The girl saw it, too. Her golden-brown eyes met mine: a startled, quizzical look.

Suddenly another guard flew out of the museum shop. His arms were up and he was screaming.

Heads went up. Someone behind me said, in an odd flat voice: oh! The next instant, a tremendous, earsplitting blast shook the room.

The old man—with a blank look on his face—stumbled sideways. His outstretched arm—knotty fingers spread—is the last thing I remember seeing. At almost exactly the same moment there was a black flash, with debris sweeping and twisting around me, and a roar of hot wind slammed into me and threw me across the room. And that was the last thing I knew for a while.

v.

I
DON’T KNOW HOW
long I was out. When I came to, it seemed as if I was flat on my stomach in a sandbox, on some dark playground—someplace I didn’t know, a deserted neighborhood. A gang of tough, runty boys was bunched around me, kicking me in the ribs and the back of the head. My neck was twisted to the side and the wind was knocked out of me, but that wasn’t the worst of it; I had sand in my mouth, I was breathing sand.

The boys muttered, audibly.
Get up, asshole
.

Look at him, look at him.

He don’t know dick.

I rolled over and threw my arms over my head and then—with an airy, surreal jolt—saw that nobody was there.

For a moment I lay too stunned to move. Alarm bells clanged in a muffled distance. As strange as it seemed, I was under the impression that I was lying in the walled-in courtyard of some godforsaken housing project.

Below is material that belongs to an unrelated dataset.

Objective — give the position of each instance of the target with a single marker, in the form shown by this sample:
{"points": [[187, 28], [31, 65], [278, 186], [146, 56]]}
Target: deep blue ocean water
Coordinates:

Somebody had beaten me up pretty good: I ached all over, my ribs were sore and my head felt like someone had hit me with a lead pipe. I was working my jaw back and forth and reaching for my pockets to see if I
had train fare home when it came over me abruptly that I had no clue where I was. Stiffly I lay there, in the growing consciousness that something was badly out of joint. The light was all wrong, and so was the air: acrid and sharp, a chemical fog that burned my throat. The gum in my mouth was gritty, and when—head pounding—I rolled over to spit it out, I found myself blinking through layers of smoke at something so foreign I stared for some moments.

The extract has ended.